Les entreprises qui méritent leur certification et les autres !
Petite histoire fictive pour mieux comprendre.
Il existe deux types de système de management : ceux qui coûtent et ceux qui rapportent !
Lorsque je présente la démarche qualité et la certification ISO 9001:2008 aux entreprises, j’initialise toujours mes démarches d’accompagnement en présentant à l’ensemble des équipes, direction incluse, les 8 principes de management de la qualité :
-orientation client, leadership de la direction, implication du personnel, approche processus, approche systémique, approche factuelle, amélioration continue et relation mutuellement bénéfique avec les fournisseurs.

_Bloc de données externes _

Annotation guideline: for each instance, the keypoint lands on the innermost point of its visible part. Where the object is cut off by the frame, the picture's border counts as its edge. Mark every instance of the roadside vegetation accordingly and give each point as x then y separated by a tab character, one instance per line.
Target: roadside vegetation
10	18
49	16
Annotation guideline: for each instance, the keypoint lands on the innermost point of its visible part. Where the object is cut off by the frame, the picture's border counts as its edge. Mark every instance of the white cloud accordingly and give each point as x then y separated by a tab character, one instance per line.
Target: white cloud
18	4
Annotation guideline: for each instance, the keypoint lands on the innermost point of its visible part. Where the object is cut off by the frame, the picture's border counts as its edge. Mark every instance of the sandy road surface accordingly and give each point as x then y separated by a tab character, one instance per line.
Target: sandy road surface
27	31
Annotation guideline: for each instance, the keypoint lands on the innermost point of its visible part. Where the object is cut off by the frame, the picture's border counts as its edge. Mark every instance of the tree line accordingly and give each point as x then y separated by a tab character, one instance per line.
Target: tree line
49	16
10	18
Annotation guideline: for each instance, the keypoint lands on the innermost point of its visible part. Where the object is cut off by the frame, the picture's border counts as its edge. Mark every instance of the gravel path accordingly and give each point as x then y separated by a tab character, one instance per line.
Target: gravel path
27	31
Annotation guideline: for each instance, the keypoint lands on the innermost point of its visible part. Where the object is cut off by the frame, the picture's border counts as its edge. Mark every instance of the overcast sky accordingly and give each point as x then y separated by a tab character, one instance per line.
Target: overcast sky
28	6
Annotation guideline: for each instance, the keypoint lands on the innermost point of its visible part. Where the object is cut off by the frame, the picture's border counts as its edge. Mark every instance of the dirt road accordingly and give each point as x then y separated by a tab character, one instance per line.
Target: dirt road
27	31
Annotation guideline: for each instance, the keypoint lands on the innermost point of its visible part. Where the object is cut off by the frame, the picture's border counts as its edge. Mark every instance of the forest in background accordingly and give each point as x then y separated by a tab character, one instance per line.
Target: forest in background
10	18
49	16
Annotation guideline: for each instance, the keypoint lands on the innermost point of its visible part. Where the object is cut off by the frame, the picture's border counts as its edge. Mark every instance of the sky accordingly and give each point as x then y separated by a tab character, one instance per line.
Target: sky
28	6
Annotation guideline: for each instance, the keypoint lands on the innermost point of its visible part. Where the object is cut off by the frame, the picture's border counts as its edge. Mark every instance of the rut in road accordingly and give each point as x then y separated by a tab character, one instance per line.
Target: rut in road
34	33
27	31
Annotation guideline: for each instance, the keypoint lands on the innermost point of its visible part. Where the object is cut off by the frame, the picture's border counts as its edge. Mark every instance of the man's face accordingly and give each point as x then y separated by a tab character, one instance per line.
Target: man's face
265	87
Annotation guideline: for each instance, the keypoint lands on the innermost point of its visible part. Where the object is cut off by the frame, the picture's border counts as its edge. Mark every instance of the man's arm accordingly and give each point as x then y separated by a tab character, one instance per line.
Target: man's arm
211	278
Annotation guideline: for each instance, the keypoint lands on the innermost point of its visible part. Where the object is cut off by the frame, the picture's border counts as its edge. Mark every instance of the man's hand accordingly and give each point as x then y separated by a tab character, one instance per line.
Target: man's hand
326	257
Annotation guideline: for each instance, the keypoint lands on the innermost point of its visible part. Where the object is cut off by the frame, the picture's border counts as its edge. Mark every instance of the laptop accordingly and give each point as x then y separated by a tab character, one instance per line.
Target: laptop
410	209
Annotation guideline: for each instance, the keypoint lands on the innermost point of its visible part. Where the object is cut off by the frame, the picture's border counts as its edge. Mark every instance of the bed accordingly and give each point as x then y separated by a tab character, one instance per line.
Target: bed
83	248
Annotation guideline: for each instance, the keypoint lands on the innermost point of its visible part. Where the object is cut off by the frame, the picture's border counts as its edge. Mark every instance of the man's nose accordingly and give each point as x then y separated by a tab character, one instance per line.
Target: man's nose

A l’écoute de ces principes vertueux, les réactions sont systématiquement les mêmes : « mais c’est évident ! ». Sauf que d’expérience, face à ces principes, toutes les entreprises ne sont pas égales. Certaines se plient au jeu et font de leur démarche qualité, un outil de management participatif où l’amélioration devient le maître mot. A l’inverse d’autres restent ancrées dans leurs certitudes et ne parviennent pas à mettre en œuvre la dynamique d’amélioration continue. Prenons donc deux exemples d’entreprises, aux antipodes l’une de l’autre, pour étayer ce phénomène…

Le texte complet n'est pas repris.